Ferhat Yazgan (born 20 October 1992) is a German professional footballer who plays as an attacking midfielder for Turkish club Çorum.

==Club career==
Yazgan began his career in his native Germany with Holstein Kiel in 2010, and shortly after had a stint with VfL Wolfsburg II.
He transferred to the Turkish club Trabzonspor, where he had an unassuming stint including a loan to 1461 Trabzon in 2015. In 2016, he moved to Sakaryaspor for three years, followed by a stint in Manisa FK for two years in semi-pro Turkish leagues.
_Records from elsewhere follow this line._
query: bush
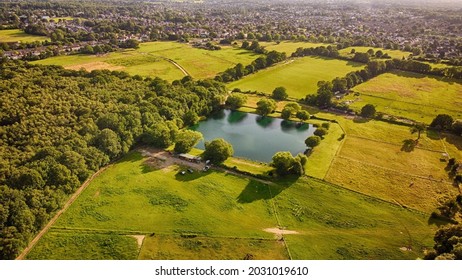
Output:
[313,127,327,138]
[361,104,376,118]
[321,123,330,130]
[305,135,321,148]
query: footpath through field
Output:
[16,165,111,260]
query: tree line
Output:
[0,61,226,259]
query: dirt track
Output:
[16,165,111,260]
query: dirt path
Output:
[161,56,192,77]
[16,165,111,260]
He signed with İstanbulspor on 26 August 2021 in the TFF First League. He helped İstanbulspor achieve promotion in the 2021–22 season for the first time in 17 years. He started in İstanbulspor return to the Süper Lig in a 2–0 season opening loss to Trabzonspor on 5 August 2022.

==International career==
Born in Germany, Yazgan is of Turkish descent. He was called up to the Turkey U20s in 2012 but did not make an appearance.